XHTML was designed in part to progress from the old state of the Web that tolerated invalid markup and sloppy legacy behaviors in CSS and elsewhere. However, because XHTML was allowed to be sent as text/html, people are in essence writing XHTML just like they wrote HTML before, or even worse. The document looks like XHTML but they depend on browsers treating it as HTML. Most so-called XHTML pages on the Web today aren’t well-formed, which XML and XHTML were designed to forcefully not tolerate. XHTML on the Web has been the same disaster HTML was, except the situation is even more complicated than before. XHTML 1.0 has failed.

Now, XHTML 1.1 is about to do the same thing. By allowing the use of an incorrect content type that instructs browsers to use incorrect behavior, the specification authors are promoting the incorrect use of XHTML.
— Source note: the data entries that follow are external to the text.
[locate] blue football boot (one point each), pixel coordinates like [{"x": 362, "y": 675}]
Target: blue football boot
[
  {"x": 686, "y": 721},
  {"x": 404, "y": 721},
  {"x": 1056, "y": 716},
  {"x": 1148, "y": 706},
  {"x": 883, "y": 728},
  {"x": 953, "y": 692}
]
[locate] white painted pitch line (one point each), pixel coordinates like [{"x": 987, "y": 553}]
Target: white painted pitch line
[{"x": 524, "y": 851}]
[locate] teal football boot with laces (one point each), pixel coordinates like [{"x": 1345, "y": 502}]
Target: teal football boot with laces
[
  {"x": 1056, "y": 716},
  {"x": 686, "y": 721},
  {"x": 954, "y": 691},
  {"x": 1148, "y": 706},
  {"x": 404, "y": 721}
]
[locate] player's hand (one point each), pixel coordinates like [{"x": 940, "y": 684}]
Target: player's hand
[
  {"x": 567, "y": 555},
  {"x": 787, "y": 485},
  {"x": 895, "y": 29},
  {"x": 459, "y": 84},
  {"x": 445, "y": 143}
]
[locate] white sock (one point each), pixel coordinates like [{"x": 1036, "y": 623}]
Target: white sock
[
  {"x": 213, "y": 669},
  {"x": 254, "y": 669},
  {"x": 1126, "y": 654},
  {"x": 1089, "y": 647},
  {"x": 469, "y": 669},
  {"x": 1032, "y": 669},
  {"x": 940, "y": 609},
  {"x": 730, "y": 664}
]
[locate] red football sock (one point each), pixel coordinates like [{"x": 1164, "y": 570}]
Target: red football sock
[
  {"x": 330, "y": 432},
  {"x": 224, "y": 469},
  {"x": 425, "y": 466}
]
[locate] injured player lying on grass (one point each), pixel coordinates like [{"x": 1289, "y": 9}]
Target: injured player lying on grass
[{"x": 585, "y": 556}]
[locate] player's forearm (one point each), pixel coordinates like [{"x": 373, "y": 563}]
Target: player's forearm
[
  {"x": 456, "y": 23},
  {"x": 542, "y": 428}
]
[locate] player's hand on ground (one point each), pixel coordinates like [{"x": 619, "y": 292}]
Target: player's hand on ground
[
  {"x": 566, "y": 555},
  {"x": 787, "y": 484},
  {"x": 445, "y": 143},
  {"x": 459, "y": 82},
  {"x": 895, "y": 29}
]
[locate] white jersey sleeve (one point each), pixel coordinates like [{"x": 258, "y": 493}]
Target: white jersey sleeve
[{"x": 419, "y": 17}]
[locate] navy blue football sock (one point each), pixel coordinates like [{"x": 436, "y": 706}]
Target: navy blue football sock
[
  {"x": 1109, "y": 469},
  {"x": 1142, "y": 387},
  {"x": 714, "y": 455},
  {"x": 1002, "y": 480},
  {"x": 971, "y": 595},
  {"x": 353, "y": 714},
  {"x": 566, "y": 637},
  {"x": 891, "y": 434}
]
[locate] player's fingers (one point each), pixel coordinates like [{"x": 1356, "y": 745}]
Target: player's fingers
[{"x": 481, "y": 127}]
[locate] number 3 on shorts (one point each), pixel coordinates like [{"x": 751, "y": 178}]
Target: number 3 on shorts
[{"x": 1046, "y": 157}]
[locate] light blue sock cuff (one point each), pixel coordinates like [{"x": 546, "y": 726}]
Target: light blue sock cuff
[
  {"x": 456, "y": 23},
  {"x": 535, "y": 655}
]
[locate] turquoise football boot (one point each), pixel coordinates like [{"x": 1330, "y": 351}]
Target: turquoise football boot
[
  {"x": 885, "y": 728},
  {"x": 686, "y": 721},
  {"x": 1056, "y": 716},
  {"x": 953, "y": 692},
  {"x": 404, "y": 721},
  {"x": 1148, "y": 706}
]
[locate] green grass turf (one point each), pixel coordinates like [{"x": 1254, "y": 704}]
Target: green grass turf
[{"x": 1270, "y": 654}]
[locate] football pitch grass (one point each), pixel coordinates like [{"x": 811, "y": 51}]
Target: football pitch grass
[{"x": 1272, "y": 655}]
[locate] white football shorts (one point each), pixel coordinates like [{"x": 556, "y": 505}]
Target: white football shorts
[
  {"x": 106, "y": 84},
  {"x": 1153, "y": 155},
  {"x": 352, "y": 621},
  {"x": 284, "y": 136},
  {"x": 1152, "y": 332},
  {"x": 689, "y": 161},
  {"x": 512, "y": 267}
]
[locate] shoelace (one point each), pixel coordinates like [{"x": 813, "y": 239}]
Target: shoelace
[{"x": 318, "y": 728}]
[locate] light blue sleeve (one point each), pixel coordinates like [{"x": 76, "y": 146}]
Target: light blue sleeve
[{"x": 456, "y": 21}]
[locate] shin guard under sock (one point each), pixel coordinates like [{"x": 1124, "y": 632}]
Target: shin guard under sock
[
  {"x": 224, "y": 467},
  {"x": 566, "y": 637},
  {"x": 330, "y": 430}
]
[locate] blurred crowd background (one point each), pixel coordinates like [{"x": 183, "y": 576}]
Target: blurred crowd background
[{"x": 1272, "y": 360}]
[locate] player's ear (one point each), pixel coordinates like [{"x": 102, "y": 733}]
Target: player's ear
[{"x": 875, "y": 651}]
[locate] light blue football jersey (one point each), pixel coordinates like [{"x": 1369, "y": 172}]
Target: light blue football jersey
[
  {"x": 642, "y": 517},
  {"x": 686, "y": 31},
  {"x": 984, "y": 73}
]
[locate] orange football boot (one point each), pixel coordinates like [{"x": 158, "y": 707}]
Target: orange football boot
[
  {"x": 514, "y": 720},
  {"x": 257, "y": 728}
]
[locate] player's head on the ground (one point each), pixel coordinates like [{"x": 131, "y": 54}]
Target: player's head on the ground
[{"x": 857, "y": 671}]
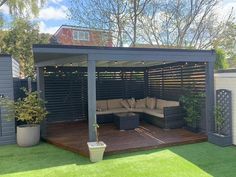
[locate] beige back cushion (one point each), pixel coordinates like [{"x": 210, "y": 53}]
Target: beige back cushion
[
  {"x": 151, "y": 103},
  {"x": 114, "y": 103},
  {"x": 131, "y": 102},
  {"x": 101, "y": 105},
  {"x": 164, "y": 103},
  {"x": 125, "y": 104},
  {"x": 140, "y": 103}
]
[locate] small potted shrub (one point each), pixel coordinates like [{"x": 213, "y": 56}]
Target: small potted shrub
[
  {"x": 29, "y": 110},
  {"x": 191, "y": 103},
  {"x": 219, "y": 137},
  {"x": 96, "y": 149}
]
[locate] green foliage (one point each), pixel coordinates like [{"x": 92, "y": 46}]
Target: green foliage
[
  {"x": 219, "y": 119},
  {"x": 192, "y": 105},
  {"x": 227, "y": 40},
  {"x": 96, "y": 126},
  {"x": 221, "y": 61},
  {"x": 29, "y": 109},
  {"x": 18, "y": 42}
]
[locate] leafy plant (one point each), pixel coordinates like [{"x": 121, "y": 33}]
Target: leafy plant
[
  {"x": 219, "y": 119},
  {"x": 191, "y": 102},
  {"x": 29, "y": 109},
  {"x": 96, "y": 126}
]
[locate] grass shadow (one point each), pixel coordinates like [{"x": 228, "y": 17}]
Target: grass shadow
[{"x": 18, "y": 159}]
What warrants this change? Is it because most XHTML pages on the Web use the wrong content type? The road to progress is not to simply approve of whatever poor and harmful practices are used on the Web. XHTML is an XML format. That’s the only significant thing that sets it apart from HTML. If you’re going to allow it to be served and handled as plain old HTML, why bother having an XHTML standard at all? To word it another way, if you’re going to allow an XHTML document to be sent as text/html, which in turn would cause all major browsers to treat it as plain old HTML, why not instead recommend the use of HTML for those documents? Doing otherwise simply further pollutes the already poor state of XHTML on the Web.

For further reading about the problems with XHTML on the Web today, see the Beware of XHTML article.

Web Devout infrastructure changes

Saturday, February 3rd, 2007

Web Devout has adopted a somewhat more user- and search engine-friendly format for its URLs. For example, instead of /browser_support.php it’s now /browser-support. The old URLs should automatically redirect to the new ones, but it’s possible that something was overlooked. If you experience an unexpected 404 or other error, please let me know as soon as possible.